My oldest three are completely obsessed with LEGO sets. So in addition to their monthly allowance, I offered a bonus. If they complete everything on their checklist every day for five days, Monday through Friday, they’d be given a few toy dollars every Friday. They could spend or save whenever they chose.

Courtesy of Rachel Garlinghouse

Let me tell you, it’s freaking magical. $1 a day from me to them? Turns out that was all it took to kick things up a notch in the chore department.

Time to read? No prob, Mom! Math worksheet? Let’s go! Chore time? On it!

Call me Mary Poppins without the spoonful of sugar.

And, I decided to offer a bonus. For the kiddo who was exemplary that week, meaning a great attitude, I’d offer a few extra dollars.

There are so many perks to the toy dollar method. First, my kids are learning how to save and spend. Patience is a virtue, or something like that, right? They have to wait for what they want until they have enough toy dollars.

Also, my kids know that they don’t get paid if they don’t do the work. That’s real life. On the flip side, when they work, they are paid accordingly.

However, the payment is attainable. In total, my older kids “work” about an hour-and-a-half a day, including their chores. The rest of the day? Summer fun. We swim, meet up with friends, watch movies, and chill.

This reward system has also ended the “gimmies.” You know, when kids beg their parents to give them toys, candy, expensive clothing, or electronic time? My kids know that if they want it, they earn it. The only exception is birthdays and Christmas.

Ultimately, we upped the chore game, and our kids have something to be proud of. My six, eight, and ten-year-old kids can all wash, dry, and put away their own laundry. They help make dinner, load the dishwasher, and wipe down the counter tops after a snack. My oldest two kids can make a healthy breakfast, including eggs and fruit.

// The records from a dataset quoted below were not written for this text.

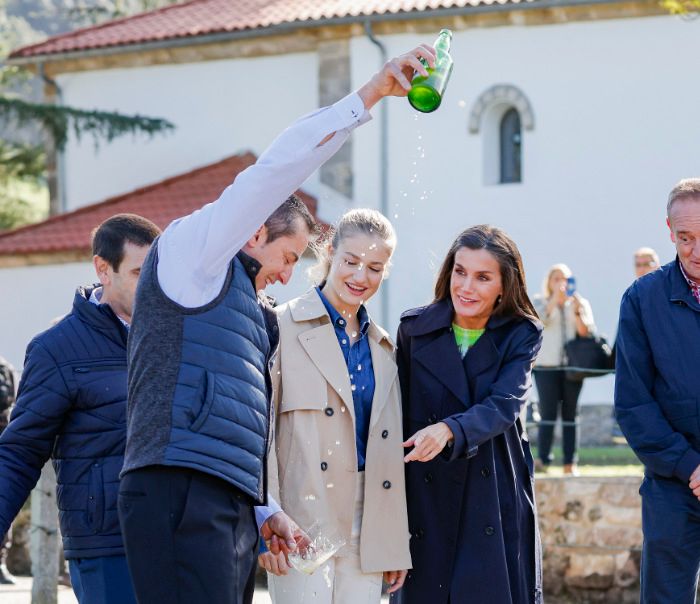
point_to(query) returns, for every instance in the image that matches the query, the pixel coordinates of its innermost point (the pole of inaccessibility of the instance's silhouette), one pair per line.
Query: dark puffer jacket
(71, 407)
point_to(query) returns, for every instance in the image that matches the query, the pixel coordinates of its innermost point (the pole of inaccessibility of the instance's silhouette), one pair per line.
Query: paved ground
(22, 593)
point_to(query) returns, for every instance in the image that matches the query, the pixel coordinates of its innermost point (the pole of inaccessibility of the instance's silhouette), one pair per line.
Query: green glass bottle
(426, 92)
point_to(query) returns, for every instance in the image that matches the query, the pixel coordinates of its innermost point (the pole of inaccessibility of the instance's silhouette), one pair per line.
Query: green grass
(599, 461)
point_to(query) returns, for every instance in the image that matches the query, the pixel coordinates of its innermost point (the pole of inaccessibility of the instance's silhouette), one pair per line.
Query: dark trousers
(671, 550)
(103, 580)
(190, 537)
(556, 391)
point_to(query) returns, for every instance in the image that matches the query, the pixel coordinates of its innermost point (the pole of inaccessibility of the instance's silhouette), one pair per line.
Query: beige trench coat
(313, 461)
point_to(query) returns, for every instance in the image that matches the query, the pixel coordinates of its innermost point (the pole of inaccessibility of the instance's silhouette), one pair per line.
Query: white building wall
(612, 135)
(44, 293)
(34, 297)
(219, 108)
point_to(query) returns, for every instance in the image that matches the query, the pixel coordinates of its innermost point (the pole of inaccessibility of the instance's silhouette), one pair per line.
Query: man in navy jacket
(657, 401)
(71, 407)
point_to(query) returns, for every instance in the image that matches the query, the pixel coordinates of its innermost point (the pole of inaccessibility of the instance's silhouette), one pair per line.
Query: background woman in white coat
(565, 314)
(338, 455)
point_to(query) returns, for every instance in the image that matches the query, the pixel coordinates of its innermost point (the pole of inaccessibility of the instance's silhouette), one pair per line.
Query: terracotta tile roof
(202, 17)
(161, 202)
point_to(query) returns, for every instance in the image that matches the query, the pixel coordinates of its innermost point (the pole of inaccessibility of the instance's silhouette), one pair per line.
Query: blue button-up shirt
(358, 359)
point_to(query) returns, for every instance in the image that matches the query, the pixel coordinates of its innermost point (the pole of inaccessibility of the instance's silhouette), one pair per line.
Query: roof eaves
(476, 7)
(244, 156)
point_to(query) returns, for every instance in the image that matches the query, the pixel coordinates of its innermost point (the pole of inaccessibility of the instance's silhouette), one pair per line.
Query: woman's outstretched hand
(428, 442)
(395, 579)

They are capable and confident. And they’ve learned that mom isn’t a role that requires me to do everything for everyone all of the time. I hope this is a lesson my kids carry with them when they have their own families.

Though it certainly wasn’t my life plan to have two big surgeries in a two-year span, I am thankful for the opportunity to encourage my kids to step up and take care of their home and one another.

All it took was a laid-up mom and a few toy dollars.